Healing is made effective in our lives not by navel gazing, but by obeying the will of God. Often we wait for some great supernatural experience to take away our hurt, but God challenges us to abide in him, to love him, and serve others. Obedience, not self-centeredness, brings a deep inner healing of the heart. At times our inner pain is great, but God’s grace received through obeying his word brings deep and abiding healing.
Truth obeyed, said the Puritans, will heal. The word fits, because we are all spiritually sick — sick through sin, which is a wasting and killing disease of the heart. The unconverted are sick unto death; those who have come to know Christ and have been born again continue sick, but they are gradually getting better as the work of grace goes on in their lives.
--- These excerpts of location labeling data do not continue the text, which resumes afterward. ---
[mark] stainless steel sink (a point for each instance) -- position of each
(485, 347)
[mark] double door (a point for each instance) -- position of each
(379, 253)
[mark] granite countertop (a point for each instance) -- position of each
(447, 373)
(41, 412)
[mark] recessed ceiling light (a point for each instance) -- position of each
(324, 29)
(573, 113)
The church, however, is a hospital in which nobody is completely well, and anyone can relapse at any time. Pastors no less than others are weakened by pressure from the world, the flesh, and the devil, with their lures of profit, pleasure, and pride, and, as we shall see more fully in a moment, pastors must acknowledge that they the healers remain sick and wounded and therefore need to apply the medicines of Scripture to themselves as well as to the sheep whom they tend in Christ’s name.
All Christians need Scripture truth as medicine for their souls at every stage, and the making and accepting of applications is the administering and swallowing of it.
J. I. Packer, A Quest for Godliness, 1990, reprint (Wheaton, IL: Crossway, 2010), 65, paragraphing added.